According to Bridge Magazine, some teacher accountability advocates are upset at a proposal to give school districts more control over how teachers are evaluated. The issue, reports Bridge writer Ron French, is that legislation put forward by Sen. Phil Pavlov, R-St. Clair, would not impose statewide criteria for districts to use when evaluating teachers.
However, it appears that what Bridge Magazine characterizes as "a single, powerful senator kill[ing] serious reform of teacher evaluation" amounts to Pavlov refusing to prescribe a list of particular “evaluation models” to local school districts.
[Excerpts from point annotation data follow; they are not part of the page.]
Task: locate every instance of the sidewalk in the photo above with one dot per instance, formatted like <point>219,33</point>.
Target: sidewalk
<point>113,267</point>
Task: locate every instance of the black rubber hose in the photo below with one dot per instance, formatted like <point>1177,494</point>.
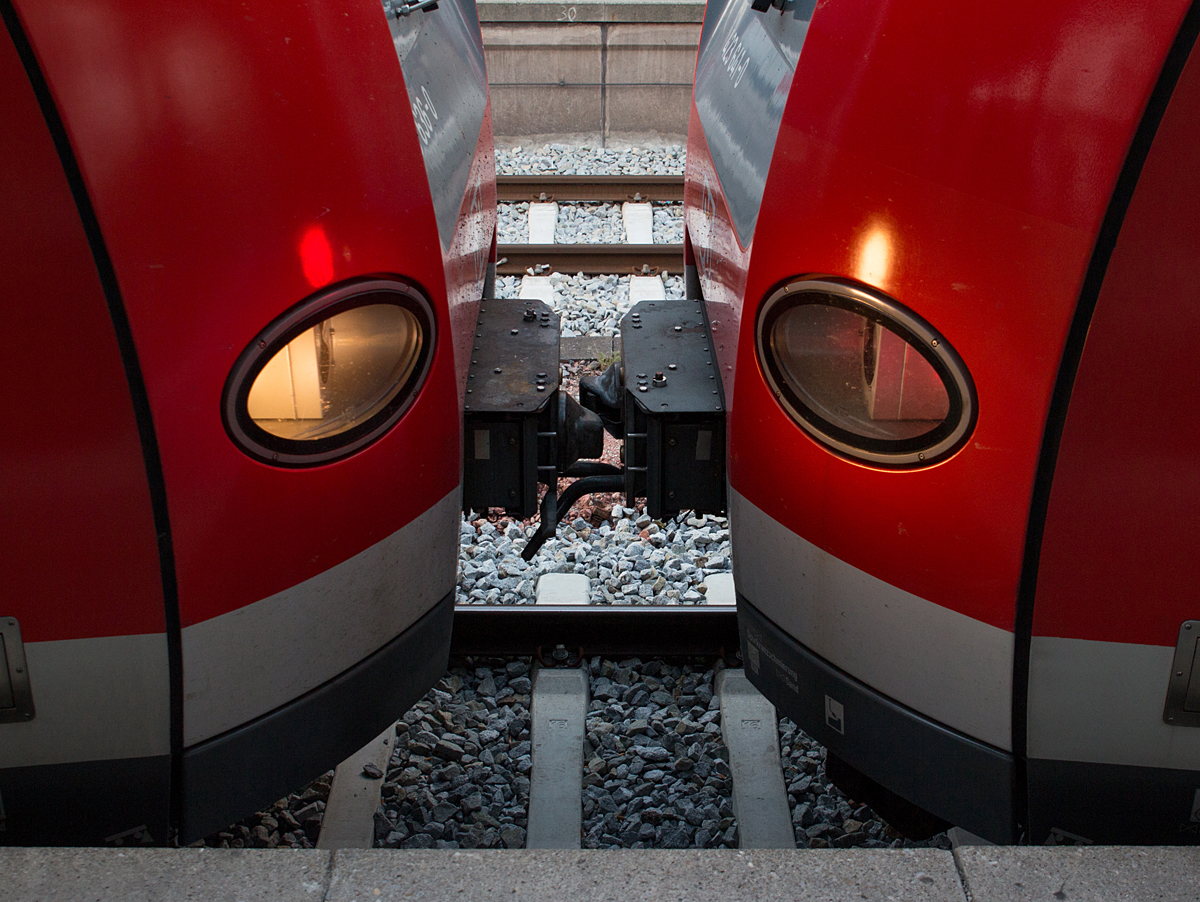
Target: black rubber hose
<point>551,505</point>
<point>592,468</point>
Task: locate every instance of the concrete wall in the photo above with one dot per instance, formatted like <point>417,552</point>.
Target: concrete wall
<point>613,70</point>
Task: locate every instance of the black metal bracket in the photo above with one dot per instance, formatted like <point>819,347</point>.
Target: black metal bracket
<point>665,401</point>
<point>673,409</point>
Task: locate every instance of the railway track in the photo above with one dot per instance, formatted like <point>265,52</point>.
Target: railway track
<point>591,188</point>
<point>637,256</point>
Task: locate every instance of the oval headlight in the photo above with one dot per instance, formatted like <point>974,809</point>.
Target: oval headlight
<point>864,376</point>
<point>330,376</point>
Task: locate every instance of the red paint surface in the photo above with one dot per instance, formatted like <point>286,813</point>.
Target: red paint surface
<point>77,531</point>
<point>214,138</point>
<point>1119,555</point>
<point>983,144</point>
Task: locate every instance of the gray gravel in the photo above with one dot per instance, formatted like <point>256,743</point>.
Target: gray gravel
<point>657,773</point>
<point>292,823</point>
<point>459,771</point>
<point>583,160</point>
<point>821,815</point>
<point>629,559</point>
<point>589,305</point>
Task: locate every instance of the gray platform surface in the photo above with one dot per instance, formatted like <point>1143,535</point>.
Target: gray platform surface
<point>990,873</point>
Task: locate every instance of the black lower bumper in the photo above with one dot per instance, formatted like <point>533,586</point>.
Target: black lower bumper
<point>229,776</point>
<point>946,773</point>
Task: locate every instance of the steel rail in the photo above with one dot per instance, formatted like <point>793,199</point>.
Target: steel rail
<point>613,631</point>
<point>595,188</point>
<point>589,259</point>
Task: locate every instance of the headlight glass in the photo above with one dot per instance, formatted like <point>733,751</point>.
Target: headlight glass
<point>863,374</point>
<point>330,376</point>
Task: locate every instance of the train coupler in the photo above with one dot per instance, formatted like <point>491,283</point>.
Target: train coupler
<point>664,401</point>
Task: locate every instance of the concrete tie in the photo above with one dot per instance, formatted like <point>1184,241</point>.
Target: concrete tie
<point>751,734</point>
<point>559,708</point>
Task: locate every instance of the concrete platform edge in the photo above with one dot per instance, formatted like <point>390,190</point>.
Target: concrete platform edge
<point>990,875</point>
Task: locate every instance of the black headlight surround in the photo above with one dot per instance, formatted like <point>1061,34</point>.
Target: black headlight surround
<point>913,452</point>
<point>280,451</point>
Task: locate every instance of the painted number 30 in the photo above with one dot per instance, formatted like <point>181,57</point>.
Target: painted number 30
<point>425,114</point>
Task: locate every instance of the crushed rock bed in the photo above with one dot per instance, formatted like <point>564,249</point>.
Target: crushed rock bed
<point>459,775</point>
<point>589,305</point>
<point>628,557</point>
<point>657,770</point>
<point>588,223</point>
<point>822,816</point>
<point>589,160</point>
<point>292,823</point>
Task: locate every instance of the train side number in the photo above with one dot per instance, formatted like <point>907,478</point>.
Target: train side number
<point>425,114</point>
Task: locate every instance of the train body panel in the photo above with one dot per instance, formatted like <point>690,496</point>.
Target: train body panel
<point>953,168</point>
<point>83,585</point>
<point>253,172</point>
<point>1123,499</point>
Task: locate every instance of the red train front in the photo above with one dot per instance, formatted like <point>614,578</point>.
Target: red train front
<point>949,257</point>
<point>241,244</point>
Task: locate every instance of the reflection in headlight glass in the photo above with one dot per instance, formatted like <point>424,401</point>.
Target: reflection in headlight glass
<point>857,374</point>
<point>337,373</point>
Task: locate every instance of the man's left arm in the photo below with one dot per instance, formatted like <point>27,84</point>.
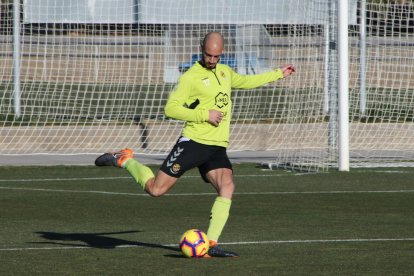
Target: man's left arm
<point>253,81</point>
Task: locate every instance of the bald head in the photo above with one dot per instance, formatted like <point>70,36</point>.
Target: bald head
<point>212,47</point>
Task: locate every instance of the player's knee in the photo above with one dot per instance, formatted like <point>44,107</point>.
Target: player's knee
<point>227,189</point>
<point>154,192</point>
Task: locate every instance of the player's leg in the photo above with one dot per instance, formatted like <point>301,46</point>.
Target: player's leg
<point>218,171</point>
<point>142,174</point>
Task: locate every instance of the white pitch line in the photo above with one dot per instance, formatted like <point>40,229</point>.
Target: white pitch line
<point>223,243</point>
<point>114,178</point>
<point>206,194</point>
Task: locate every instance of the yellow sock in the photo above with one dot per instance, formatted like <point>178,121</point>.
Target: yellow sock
<point>139,172</point>
<point>218,218</point>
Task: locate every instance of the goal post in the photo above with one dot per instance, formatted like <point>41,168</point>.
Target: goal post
<point>93,76</point>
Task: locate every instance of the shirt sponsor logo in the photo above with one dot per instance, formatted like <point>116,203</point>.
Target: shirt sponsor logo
<point>206,81</point>
<point>175,168</point>
<point>222,100</point>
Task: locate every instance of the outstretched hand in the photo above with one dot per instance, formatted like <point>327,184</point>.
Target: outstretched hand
<point>287,70</point>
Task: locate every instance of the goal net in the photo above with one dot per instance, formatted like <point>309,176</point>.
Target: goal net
<point>82,77</point>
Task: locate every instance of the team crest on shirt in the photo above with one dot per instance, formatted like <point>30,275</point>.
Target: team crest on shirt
<point>206,81</point>
<point>175,168</point>
<point>222,100</point>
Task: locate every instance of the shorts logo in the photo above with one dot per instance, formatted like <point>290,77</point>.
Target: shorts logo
<point>175,168</point>
<point>174,156</point>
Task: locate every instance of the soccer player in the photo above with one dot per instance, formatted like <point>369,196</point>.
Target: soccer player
<point>202,98</point>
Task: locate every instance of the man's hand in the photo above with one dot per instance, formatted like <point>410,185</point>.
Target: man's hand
<point>288,70</point>
<point>215,117</point>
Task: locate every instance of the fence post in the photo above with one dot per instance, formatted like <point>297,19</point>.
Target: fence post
<point>16,58</point>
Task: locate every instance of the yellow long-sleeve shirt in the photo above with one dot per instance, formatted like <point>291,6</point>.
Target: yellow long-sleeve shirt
<point>200,90</point>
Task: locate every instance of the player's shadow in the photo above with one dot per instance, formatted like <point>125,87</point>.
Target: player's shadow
<point>96,240</point>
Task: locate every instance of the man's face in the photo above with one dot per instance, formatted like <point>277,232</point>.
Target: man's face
<point>211,58</point>
<point>212,50</point>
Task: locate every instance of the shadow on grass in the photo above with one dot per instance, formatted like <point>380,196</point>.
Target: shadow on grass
<point>97,240</point>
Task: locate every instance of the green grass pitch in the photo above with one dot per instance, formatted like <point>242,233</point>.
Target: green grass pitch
<point>96,221</point>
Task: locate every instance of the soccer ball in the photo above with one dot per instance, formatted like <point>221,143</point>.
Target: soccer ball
<point>194,243</point>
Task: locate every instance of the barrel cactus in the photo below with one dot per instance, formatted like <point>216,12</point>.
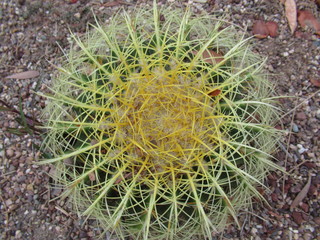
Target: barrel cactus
<point>160,124</point>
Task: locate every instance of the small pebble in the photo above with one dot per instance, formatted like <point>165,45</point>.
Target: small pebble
<point>9,152</point>
<point>295,128</point>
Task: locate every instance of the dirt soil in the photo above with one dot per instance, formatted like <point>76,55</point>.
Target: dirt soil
<point>33,34</point>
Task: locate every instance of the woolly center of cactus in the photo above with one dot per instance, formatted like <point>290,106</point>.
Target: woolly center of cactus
<point>167,117</point>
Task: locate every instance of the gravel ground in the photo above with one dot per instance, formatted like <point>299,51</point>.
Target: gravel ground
<point>31,32</point>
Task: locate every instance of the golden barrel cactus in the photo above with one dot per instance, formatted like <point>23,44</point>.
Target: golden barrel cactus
<point>161,126</point>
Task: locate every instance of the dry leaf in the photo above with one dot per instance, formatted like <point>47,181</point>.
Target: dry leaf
<point>315,82</point>
<point>24,75</point>
<point>301,194</point>
<point>210,56</point>
<point>111,4</point>
<point>306,18</point>
<point>291,14</point>
<point>115,3</point>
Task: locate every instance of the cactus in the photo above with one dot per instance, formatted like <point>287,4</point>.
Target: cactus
<point>161,126</point>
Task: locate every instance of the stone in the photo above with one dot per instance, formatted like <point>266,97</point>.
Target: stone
<point>301,116</point>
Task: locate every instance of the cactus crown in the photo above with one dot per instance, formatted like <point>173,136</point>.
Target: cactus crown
<point>161,126</point>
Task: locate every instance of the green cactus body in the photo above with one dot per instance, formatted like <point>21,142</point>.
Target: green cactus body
<point>161,127</point>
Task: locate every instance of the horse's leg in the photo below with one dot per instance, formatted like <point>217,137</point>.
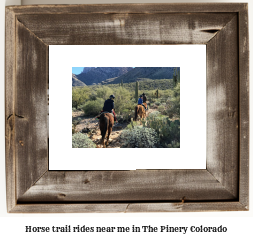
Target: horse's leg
<point>108,134</point>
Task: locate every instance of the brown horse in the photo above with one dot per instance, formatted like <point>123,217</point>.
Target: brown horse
<point>140,110</point>
<point>106,122</point>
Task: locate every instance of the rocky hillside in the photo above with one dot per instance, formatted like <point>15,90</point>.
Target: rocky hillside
<point>76,81</point>
<point>139,73</point>
<point>114,75</point>
<point>100,74</point>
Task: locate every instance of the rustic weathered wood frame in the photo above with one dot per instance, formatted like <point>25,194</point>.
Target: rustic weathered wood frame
<point>223,186</point>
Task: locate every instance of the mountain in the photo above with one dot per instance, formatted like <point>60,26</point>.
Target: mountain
<point>114,75</point>
<point>139,73</point>
<point>99,74</point>
<point>87,69</point>
<point>76,81</point>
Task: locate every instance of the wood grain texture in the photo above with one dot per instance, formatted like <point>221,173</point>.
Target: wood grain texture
<point>129,8</point>
<point>118,29</point>
<point>140,185</point>
<point>222,107</point>
<point>129,207</point>
<point>223,186</point>
<point>244,106</point>
<point>30,108</point>
<point>9,109</point>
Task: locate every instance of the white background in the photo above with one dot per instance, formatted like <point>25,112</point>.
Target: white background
<point>238,223</point>
<point>192,151</point>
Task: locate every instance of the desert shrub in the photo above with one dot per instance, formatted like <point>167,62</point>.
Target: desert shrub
<point>132,124</point>
<point>161,108</point>
<point>80,140</point>
<point>92,108</point>
<point>79,95</point>
<point>139,137</point>
<point>166,129</point>
<point>123,100</point>
<point>125,116</point>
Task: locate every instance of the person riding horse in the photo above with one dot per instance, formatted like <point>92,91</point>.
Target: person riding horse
<point>140,101</point>
<point>144,97</point>
<point>109,106</point>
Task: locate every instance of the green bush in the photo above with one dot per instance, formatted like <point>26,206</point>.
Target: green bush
<point>139,137</point>
<point>168,131</point>
<point>103,92</point>
<point>80,140</point>
<point>161,108</point>
<point>93,108</point>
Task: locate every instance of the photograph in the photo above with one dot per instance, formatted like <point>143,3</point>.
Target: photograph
<point>126,107</point>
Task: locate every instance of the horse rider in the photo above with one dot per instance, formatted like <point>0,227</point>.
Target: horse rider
<point>109,106</point>
<point>140,101</point>
<point>144,97</point>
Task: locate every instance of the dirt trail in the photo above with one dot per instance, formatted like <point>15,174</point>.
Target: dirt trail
<point>90,125</point>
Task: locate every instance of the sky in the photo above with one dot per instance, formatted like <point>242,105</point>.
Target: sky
<point>77,70</point>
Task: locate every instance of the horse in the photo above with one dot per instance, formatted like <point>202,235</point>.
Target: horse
<point>140,110</point>
<point>106,122</point>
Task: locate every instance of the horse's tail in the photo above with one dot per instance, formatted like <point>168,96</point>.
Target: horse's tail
<point>136,113</point>
<point>106,123</point>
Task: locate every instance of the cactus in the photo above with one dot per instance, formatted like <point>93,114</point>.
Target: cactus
<point>136,91</point>
<point>176,77</point>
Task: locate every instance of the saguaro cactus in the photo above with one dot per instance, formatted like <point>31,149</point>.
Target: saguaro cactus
<point>136,91</point>
<point>176,77</point>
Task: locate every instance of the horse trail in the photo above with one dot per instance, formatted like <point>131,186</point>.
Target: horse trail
<point>90,125</point>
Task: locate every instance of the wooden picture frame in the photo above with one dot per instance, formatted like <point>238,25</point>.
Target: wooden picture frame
<point>222,186</point>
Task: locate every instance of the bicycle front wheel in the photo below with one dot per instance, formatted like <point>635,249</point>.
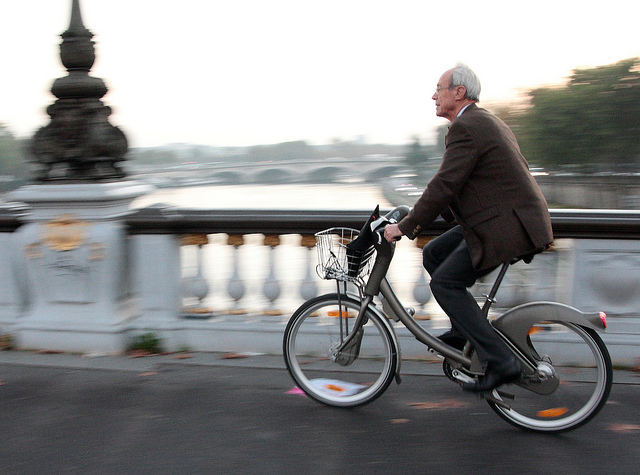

The legislation proposed by Pavlov would require by 2018-19, broadly:
— Up to 40 percent of a teacher's total evaluation would be based on student academic growth: This would be split between academic growth as measured on state tests and academic growth as measured by the district. The split prescribed in the legislation would require at least 16 percent of a teacher's total evaluation to depend on state tests, and the remaining portion of a teacher's evaluation that depends on student growth (up to 24 percent) would depend on a measure chosen by the local school district.
— Another 60 percent of a teacher's evaluation would depend on a method chosen by the district. The evaluation method would have to be used consistently across a district's schools, with information about the tool posted on the district's website, including research backing its use and the qualifications of the person who created it, among other things.